Fast forward a few years, and we found ourselves hanging out again. We went out partying with her sister and my cousin. Afterward, we went back to my place, closed the door, and got intimate. This time, things were different. I didn’t go down on her, I didn’t take in her scent, I used a condom even though I knew she was on birth control. I wasn’t seeking a deep connection; I just wanted to be physical and close the evening. We were together, but it didn’t last for hours or feel like before—I came in an ordinary amount of time.

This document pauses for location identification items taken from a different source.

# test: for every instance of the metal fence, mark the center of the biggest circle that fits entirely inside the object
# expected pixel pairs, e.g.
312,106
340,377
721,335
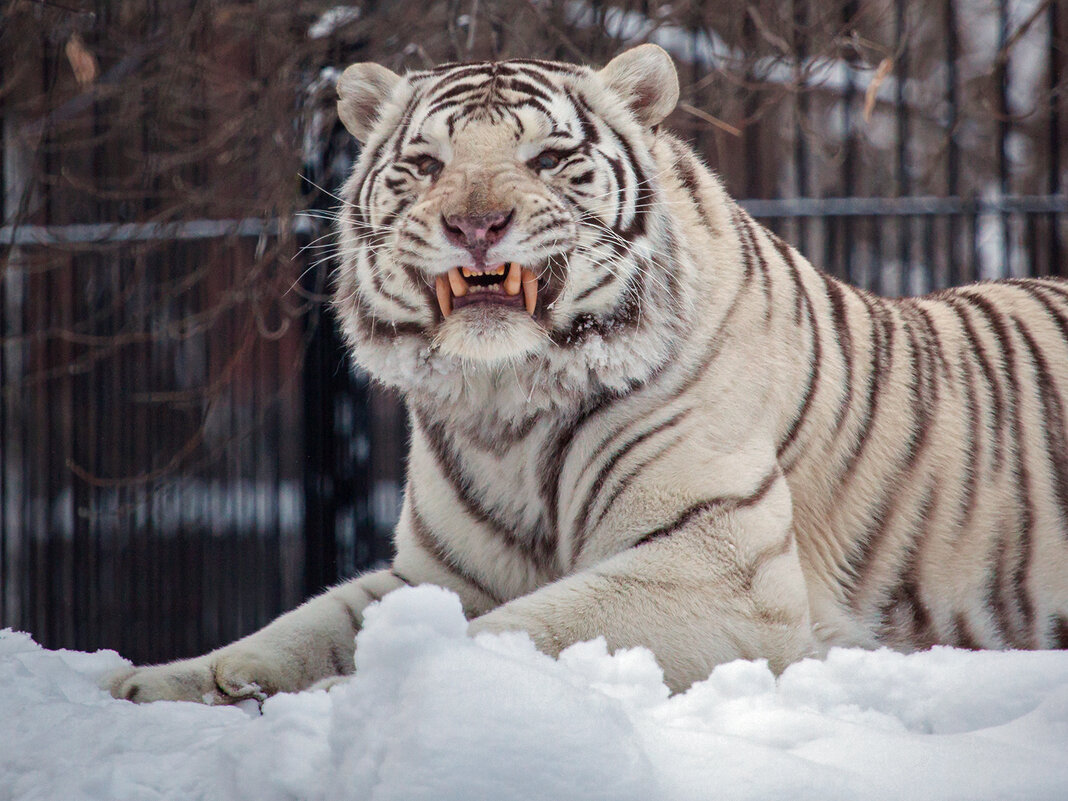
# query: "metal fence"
185,452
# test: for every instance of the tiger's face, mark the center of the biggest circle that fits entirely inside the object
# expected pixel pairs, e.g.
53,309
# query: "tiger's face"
501,210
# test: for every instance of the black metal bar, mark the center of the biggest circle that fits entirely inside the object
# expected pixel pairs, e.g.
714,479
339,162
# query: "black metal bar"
953,146
849,12
1001,77
1057,96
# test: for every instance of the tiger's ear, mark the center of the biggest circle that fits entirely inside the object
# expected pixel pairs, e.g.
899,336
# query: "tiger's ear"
361,91
646,79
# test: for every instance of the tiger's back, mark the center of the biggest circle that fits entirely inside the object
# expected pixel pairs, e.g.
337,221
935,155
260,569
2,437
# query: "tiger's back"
944,458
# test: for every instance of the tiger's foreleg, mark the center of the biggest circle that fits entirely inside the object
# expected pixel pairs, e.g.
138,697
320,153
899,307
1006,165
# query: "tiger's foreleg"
311,643
722,582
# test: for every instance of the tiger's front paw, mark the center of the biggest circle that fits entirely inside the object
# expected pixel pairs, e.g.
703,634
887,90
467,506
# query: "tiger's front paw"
216,678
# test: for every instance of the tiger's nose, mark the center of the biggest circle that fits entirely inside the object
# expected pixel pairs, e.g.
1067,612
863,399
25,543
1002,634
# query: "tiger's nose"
476,233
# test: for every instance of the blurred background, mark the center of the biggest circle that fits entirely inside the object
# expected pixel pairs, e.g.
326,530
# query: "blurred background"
186,451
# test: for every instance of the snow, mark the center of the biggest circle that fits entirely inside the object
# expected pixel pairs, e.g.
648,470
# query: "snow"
435,715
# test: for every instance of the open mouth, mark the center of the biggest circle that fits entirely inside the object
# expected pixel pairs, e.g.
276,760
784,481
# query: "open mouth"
501,284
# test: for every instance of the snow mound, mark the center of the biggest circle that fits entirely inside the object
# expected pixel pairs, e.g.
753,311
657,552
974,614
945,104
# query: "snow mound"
435,715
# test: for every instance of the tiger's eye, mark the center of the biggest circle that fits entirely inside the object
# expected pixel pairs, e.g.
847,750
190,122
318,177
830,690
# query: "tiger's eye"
547,160
428,166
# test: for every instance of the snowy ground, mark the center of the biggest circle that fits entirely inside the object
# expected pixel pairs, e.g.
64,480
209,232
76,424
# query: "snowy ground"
433,715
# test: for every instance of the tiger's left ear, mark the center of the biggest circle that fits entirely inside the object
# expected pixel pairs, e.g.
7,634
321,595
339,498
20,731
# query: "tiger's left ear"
646,79
361,91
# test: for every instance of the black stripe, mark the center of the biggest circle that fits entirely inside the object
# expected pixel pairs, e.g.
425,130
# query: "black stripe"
725,503
629,477
747,223
534,549
582,527
972,452
844,336
995,592
1052,423
816,357
882,363
428,540
998,399
1026,516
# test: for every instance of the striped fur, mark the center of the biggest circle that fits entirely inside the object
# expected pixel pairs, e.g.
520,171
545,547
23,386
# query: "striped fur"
697,442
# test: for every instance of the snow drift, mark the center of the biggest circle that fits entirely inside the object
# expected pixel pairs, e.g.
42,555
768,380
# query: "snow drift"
435,715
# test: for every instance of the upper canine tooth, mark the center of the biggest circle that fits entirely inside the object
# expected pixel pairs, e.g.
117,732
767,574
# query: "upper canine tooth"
459,286
513,280
444,296
530,291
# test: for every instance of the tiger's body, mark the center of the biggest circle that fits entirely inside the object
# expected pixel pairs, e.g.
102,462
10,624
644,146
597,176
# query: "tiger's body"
689,439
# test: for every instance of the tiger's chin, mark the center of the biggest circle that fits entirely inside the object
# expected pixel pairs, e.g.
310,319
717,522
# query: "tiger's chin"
489,334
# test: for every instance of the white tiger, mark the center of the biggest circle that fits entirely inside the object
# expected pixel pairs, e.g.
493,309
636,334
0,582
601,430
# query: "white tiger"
637,413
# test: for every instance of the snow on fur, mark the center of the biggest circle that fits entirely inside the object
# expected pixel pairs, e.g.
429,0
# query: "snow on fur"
435,715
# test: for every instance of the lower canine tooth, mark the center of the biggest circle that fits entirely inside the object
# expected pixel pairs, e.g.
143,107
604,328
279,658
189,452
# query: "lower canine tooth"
530,291
458,285
444,296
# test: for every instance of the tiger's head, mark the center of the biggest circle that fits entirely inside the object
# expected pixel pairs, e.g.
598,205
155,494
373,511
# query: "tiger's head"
506,219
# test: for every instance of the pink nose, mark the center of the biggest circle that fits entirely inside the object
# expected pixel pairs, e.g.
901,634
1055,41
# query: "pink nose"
476,233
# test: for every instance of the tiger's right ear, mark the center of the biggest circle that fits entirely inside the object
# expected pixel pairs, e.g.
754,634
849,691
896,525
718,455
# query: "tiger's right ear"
361,91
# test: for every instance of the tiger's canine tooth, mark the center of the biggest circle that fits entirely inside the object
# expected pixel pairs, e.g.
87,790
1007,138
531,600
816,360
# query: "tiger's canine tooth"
530,291
513,280
444,295
459,286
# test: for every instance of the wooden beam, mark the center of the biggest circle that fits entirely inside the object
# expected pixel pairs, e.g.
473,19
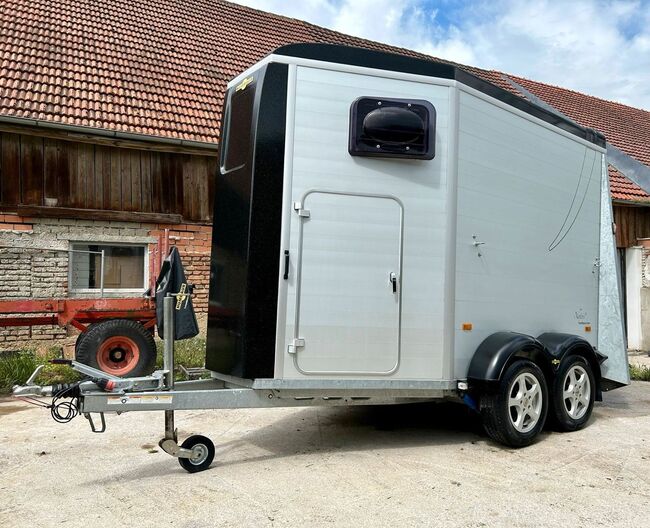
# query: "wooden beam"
94,214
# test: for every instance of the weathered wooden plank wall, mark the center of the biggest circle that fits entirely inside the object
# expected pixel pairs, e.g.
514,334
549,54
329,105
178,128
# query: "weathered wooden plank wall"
632,223
40,171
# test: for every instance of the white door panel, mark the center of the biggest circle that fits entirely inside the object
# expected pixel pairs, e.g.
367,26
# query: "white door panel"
348,313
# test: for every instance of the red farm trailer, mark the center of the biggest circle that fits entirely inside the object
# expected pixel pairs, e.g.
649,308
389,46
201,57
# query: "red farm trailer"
116,332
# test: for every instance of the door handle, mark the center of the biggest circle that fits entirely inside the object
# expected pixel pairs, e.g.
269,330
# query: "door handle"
285,276
392,279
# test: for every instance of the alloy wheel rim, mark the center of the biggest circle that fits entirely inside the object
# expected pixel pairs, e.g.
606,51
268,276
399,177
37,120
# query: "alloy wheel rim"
525,401
576,392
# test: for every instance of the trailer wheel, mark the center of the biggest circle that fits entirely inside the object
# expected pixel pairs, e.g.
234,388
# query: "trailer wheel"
515,413
204,449
120,347
573,394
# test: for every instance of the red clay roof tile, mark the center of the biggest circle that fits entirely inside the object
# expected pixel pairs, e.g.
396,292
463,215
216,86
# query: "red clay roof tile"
160,67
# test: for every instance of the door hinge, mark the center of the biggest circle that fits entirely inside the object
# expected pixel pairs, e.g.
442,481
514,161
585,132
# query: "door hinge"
295,345
301,212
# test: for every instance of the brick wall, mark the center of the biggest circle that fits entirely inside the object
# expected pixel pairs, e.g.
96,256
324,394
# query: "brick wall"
27,271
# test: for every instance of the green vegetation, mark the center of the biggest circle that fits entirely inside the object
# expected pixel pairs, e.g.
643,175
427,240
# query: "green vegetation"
16,367
640,372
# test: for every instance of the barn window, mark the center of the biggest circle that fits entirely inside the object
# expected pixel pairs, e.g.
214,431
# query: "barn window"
392,128
124,269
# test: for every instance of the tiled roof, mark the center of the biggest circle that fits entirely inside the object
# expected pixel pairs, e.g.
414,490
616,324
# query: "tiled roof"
625,190
625,127
160,67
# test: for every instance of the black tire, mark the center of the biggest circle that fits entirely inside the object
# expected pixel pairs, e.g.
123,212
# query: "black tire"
572,411
206,454
120,347
497,414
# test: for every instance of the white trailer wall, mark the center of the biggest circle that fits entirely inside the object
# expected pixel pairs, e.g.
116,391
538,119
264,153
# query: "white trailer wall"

Afterward, she looked at me and said, “Angel, that was different. It’s not how you used to be. What changed?” I looked her in the eyes and told her, “I’m not in love with you anymore. You hurt me, and I no longer have my heart to give.” She seemed surprised by my bluntness. I asked, “Does this surprise you?” She answered, “I guess not. I did hurt you pretty badly, didn’t I? I’m sorry, Angel.” I smiled and whispered, “That’s in the past.” I held her quietly, kissed the top of her head, and said, “You are still so beautiful.” We were together again after that, but since then, I barely recall us spending much time together. I helped her move once, and we partied with our partners some years later, but that was the end of our romantic and sexual relationship.

That’s what happened after the heartbreak.